>>105826331The p40 has the same speed of a m4 pro mac mini 24gb which is $1500 (~16gb usable due to sharing with OS), or a AMD AI max 385 32gb $1000 from framework (more like 16gb usable due to a the software running out of vram even though you have 32gb and allocated 24gb for the GPU because the software wastes ram for some reason). And the p40 is from 2016 and can't run with certain model formats due to how old it is.
So technically it's all just 8-10tk/s with a 24gb model when you have 1 p40 or the miniPC (50% faster on the miniPC since they would use 16gb models in reality...), if you got 2 p40's or you upgraded the miniPC to reach 48gb, it's like 4tk/s.
At this point, if you just want ONE gpu, you might as well just get a 5070 TI for like $750, it's 16gb and it's similar to a 3090 in token speed, so it runs at like 30tk/s at 24gb (can't fit that but in theory) + you can offload to the CPU to run a 24gb model at like 15tk/s~.
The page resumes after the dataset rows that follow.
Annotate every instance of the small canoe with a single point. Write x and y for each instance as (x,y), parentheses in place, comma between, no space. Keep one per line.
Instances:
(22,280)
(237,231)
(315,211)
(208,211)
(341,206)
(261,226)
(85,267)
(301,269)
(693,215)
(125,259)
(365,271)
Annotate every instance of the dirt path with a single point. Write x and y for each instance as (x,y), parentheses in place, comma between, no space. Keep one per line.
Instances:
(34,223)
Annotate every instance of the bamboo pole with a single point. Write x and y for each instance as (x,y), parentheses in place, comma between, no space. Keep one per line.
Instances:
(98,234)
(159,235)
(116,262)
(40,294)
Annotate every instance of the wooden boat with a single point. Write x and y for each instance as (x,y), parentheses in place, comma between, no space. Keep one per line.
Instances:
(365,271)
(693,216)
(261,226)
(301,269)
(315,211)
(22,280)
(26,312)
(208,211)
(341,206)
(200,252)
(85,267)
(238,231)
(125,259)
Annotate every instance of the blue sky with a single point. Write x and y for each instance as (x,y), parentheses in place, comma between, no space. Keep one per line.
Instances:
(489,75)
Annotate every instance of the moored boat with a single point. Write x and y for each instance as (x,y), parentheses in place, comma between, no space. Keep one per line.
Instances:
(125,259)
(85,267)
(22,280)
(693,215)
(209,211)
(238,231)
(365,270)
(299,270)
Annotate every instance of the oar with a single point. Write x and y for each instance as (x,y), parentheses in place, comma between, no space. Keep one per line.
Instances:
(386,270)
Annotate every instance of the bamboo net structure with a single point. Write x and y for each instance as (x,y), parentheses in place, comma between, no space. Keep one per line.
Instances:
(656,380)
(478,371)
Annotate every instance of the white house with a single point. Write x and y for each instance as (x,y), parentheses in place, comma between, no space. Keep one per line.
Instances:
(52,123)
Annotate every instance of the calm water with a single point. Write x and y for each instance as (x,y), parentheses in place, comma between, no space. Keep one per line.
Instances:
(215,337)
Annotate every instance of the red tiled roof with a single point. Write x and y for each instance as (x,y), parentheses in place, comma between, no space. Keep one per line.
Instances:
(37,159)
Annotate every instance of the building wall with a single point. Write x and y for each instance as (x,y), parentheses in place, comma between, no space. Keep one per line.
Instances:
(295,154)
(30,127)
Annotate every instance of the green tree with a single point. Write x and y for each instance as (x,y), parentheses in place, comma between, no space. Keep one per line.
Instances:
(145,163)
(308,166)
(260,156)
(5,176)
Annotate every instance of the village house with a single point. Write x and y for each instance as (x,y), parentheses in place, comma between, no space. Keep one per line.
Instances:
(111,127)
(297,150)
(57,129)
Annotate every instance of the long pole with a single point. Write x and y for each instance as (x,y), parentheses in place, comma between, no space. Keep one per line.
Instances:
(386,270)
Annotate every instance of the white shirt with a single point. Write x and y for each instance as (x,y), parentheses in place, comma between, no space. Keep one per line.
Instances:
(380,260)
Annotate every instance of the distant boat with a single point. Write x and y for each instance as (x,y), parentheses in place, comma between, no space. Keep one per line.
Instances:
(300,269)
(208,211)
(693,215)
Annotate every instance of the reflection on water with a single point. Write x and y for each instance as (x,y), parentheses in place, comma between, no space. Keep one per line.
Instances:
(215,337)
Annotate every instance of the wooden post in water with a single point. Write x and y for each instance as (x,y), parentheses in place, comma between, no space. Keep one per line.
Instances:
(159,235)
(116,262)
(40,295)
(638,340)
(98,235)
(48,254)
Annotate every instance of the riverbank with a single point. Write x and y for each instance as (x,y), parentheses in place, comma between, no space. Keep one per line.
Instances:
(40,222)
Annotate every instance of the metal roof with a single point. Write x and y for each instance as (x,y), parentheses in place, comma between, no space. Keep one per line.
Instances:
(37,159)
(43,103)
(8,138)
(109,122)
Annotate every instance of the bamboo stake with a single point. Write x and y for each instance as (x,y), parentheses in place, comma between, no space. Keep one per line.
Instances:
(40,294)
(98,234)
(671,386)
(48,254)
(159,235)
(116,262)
Or just wait for the 5070 TI super which should have 24gb of vram (for like $1000 MSRP, $1500 inflated in the worst cast scenario depending on AMD's price and supply).
>the p40 is $200, if the 5070 TI super is "~$1000", the p40 is betterthe 5070 TI runs at 3x the speed of a p40, arguably worse in cost per token by like ~30%?, but non-obsolete hardware comes at a premium (Also I don't know if p40's are still $200).